And then there’s Oprah’s Book Club, a book-cover logo that has spawned and nurtured reading groups across the country. Talk-show guru Oprah Winfrey, Bauerlein points out, is one of the few TV hosts who still regularly features authors on her show. Some consider Oprah’s book choices to be too mainstream and popular for inclusion in the lofty category of literature; author Jonathan Franzen made headlines in 2002 when he scorned Oprah’s stamping of his novel The Corrections. But—no surprise—Bauerlein is a champion of the club.

“She was able to conserve the social aspect of reading, and that kind of word of mouth is better than any other marketing,” he says. “I mean, who else could get 700,000 copies of Anna Karenina printed?”


Me, I’m still a hopeless fiction junkie who gets bookstore gift cards for every birthday and Christmas, and I freely admit that I consider the Oprah logo to mean a good read. A stack of unread books on my bedside table makes me feel rich, even a little luxurious, like champagne in the refrigerator.

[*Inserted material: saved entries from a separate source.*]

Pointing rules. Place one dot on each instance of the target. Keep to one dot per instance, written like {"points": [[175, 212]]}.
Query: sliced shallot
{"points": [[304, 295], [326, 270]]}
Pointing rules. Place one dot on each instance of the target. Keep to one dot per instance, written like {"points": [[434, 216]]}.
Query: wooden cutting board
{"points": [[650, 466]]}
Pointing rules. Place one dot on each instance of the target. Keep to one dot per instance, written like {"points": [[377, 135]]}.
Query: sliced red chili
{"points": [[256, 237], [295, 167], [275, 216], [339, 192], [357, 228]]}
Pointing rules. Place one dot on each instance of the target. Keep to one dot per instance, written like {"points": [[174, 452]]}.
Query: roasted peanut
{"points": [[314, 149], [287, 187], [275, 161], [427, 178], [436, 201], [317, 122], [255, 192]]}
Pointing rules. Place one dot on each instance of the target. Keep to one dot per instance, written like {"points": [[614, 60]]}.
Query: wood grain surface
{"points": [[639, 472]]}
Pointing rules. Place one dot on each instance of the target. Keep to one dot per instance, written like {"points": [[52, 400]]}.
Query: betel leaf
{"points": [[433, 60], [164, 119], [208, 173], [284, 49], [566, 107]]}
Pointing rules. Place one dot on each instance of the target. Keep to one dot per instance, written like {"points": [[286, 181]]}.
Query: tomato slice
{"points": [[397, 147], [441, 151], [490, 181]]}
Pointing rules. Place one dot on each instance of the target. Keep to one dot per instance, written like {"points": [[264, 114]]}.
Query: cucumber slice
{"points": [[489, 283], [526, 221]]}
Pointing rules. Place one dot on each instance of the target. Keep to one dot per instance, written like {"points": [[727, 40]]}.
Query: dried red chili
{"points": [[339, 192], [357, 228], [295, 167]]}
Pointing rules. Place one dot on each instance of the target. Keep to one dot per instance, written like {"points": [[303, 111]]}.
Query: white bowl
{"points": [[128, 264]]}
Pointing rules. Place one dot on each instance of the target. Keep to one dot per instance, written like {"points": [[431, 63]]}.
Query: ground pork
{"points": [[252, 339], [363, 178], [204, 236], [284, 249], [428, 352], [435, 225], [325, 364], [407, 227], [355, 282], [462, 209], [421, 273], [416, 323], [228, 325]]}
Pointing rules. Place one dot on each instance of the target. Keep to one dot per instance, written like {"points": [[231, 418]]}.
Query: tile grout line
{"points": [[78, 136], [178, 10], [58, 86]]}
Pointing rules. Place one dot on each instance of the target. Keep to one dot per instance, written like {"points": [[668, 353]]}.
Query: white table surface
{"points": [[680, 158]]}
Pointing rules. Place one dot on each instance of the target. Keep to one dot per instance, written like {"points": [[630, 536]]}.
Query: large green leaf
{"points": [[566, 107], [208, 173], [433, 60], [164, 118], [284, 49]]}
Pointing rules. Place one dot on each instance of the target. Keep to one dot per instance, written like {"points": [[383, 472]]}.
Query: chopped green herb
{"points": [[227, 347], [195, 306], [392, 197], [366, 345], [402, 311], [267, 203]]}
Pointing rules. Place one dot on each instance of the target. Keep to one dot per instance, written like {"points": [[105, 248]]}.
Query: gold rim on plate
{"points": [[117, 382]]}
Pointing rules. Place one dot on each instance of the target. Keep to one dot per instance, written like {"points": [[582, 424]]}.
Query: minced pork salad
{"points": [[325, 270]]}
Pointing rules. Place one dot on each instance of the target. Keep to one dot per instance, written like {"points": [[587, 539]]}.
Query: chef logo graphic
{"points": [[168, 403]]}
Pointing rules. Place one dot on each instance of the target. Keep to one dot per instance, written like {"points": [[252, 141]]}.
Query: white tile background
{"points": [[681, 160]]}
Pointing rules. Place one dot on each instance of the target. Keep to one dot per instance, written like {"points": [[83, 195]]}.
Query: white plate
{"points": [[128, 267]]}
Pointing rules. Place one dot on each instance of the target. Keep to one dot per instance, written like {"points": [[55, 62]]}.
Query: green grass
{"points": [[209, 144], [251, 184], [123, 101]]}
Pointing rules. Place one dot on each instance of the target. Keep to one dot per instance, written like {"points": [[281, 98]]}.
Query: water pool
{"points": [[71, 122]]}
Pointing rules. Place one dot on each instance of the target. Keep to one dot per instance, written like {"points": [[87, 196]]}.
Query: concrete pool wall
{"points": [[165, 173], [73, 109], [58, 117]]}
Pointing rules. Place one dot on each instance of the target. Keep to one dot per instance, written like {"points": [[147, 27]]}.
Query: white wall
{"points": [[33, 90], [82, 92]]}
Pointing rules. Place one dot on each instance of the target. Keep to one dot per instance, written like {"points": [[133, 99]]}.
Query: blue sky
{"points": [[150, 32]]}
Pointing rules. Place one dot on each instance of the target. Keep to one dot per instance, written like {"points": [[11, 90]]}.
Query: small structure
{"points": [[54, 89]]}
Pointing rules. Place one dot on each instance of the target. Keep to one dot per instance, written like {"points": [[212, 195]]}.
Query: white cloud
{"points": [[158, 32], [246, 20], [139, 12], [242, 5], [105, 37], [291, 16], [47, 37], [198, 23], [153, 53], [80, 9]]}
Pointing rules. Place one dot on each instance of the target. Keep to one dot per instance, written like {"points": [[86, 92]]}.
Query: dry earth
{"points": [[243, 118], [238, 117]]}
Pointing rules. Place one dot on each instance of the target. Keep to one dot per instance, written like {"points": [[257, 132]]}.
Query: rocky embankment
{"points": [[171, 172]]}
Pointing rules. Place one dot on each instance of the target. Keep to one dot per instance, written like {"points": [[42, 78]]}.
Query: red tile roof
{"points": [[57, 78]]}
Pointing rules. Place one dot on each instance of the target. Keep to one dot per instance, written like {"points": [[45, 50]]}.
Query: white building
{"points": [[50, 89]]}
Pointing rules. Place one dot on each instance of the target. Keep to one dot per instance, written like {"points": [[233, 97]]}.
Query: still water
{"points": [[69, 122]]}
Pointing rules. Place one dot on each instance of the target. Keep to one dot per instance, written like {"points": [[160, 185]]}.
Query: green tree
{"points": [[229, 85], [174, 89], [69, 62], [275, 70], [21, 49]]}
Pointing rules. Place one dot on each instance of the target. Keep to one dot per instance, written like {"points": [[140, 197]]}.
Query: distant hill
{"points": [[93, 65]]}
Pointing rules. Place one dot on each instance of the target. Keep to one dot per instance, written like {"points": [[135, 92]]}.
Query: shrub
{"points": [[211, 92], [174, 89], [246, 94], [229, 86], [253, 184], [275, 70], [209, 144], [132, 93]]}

As I have since I was a kid, I wind down every evening with a chapter or two from a novel. I don’t have to sneak the light on anymore (although sometimes, if my partner is very tired, I read with a book light). On the rare occasions when I travel and have the chance to read for hours on end, I still relish that dreamy, slightly dazed feeling that comes from living more in a fictional world than the real one, for a time.

I have tried not to push the reading habit too hard with my eight-year-old son, because I hope it will become a pleasure for him, not a chore. But every night at bedtime I let him stay up a few extra minutes to read, pretending he’s getting away with something. And I can see, when I come in to turn out the light, that he is beginning to discover the quiet joy of a good book.